Fibrinogen is used as a specific and sensitive marker for inflammation for example in humans [12] and in horses, and its early recognition has shown to be essential for the diagnosis of diseases and proper treatment planning. In horses, fibrinogen serial testing provides information regarding treatment efficacy in length, prognosis in several infectious or inflammatory conditions such as pleuropneumonia, abdominal abscess, endometritis and endocarditis [8].
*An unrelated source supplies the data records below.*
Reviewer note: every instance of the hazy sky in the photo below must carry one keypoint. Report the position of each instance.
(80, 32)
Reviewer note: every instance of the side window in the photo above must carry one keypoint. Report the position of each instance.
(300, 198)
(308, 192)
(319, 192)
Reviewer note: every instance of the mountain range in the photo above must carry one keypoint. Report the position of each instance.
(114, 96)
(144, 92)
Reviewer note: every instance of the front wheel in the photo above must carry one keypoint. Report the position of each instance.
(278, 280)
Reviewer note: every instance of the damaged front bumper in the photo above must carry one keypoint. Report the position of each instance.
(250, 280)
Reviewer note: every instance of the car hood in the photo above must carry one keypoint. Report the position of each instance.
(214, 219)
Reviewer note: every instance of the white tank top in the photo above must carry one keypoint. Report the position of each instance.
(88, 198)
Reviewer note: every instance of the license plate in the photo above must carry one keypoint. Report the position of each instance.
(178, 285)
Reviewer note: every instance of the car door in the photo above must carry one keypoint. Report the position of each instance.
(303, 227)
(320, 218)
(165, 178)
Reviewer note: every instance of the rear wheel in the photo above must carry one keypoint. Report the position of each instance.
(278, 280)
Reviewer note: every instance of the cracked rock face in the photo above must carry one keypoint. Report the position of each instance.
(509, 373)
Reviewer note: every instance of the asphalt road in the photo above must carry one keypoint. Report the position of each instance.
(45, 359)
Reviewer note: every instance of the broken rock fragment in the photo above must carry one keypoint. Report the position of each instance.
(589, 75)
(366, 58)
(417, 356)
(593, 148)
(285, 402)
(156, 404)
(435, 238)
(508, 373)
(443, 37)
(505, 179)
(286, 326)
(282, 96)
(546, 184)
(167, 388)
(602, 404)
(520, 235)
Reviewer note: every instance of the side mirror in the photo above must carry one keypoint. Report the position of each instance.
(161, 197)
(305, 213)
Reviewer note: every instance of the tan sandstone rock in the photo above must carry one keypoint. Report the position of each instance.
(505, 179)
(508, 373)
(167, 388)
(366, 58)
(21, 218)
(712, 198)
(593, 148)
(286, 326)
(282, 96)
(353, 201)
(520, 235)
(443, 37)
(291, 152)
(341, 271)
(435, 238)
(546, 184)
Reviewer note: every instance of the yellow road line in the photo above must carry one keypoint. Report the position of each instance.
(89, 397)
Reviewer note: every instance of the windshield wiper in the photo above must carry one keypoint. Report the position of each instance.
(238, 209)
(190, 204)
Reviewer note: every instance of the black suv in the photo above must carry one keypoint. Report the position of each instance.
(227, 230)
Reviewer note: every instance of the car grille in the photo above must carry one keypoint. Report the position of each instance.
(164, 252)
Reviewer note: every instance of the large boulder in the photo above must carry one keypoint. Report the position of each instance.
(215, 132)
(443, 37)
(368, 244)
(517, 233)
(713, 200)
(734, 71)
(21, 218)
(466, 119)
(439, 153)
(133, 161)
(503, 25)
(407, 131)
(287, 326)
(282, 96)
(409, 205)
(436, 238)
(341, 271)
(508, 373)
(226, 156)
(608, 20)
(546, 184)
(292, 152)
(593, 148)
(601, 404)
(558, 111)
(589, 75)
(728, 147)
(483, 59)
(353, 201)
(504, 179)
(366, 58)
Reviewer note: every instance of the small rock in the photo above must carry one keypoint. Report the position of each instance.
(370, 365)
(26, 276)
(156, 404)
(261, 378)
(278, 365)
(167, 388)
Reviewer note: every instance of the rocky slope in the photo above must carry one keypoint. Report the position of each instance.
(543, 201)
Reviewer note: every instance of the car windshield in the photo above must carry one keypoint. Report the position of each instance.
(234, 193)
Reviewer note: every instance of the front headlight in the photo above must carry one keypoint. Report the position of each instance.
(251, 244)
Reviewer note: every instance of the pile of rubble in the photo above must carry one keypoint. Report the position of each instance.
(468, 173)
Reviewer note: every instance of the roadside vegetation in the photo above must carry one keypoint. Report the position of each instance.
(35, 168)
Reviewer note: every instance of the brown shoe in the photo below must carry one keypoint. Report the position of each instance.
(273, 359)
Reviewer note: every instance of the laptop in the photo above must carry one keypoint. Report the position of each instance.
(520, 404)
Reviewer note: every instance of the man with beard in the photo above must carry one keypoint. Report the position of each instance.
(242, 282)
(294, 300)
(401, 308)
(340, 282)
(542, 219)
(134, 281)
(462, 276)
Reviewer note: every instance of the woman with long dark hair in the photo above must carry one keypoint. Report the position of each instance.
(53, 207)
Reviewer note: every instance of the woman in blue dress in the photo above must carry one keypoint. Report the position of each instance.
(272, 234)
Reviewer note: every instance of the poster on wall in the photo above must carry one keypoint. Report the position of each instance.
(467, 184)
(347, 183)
Point 12: How would having these results sooner help--would clinicians start plasma treatment sooner?

Response 12: This is an important comment, and the answer is that we still don’t know. There is no published information on the surveillance of coagulation alteration during an EEHV-HD episode using serial sampling. It would be of great value to follow the changes alongside the viremia and like a normal control monitoring, it might give us an idea of vascular disbalance even before the high titers are obvious or above the 5000VGE/mL threshold. We believe this should be further investigated.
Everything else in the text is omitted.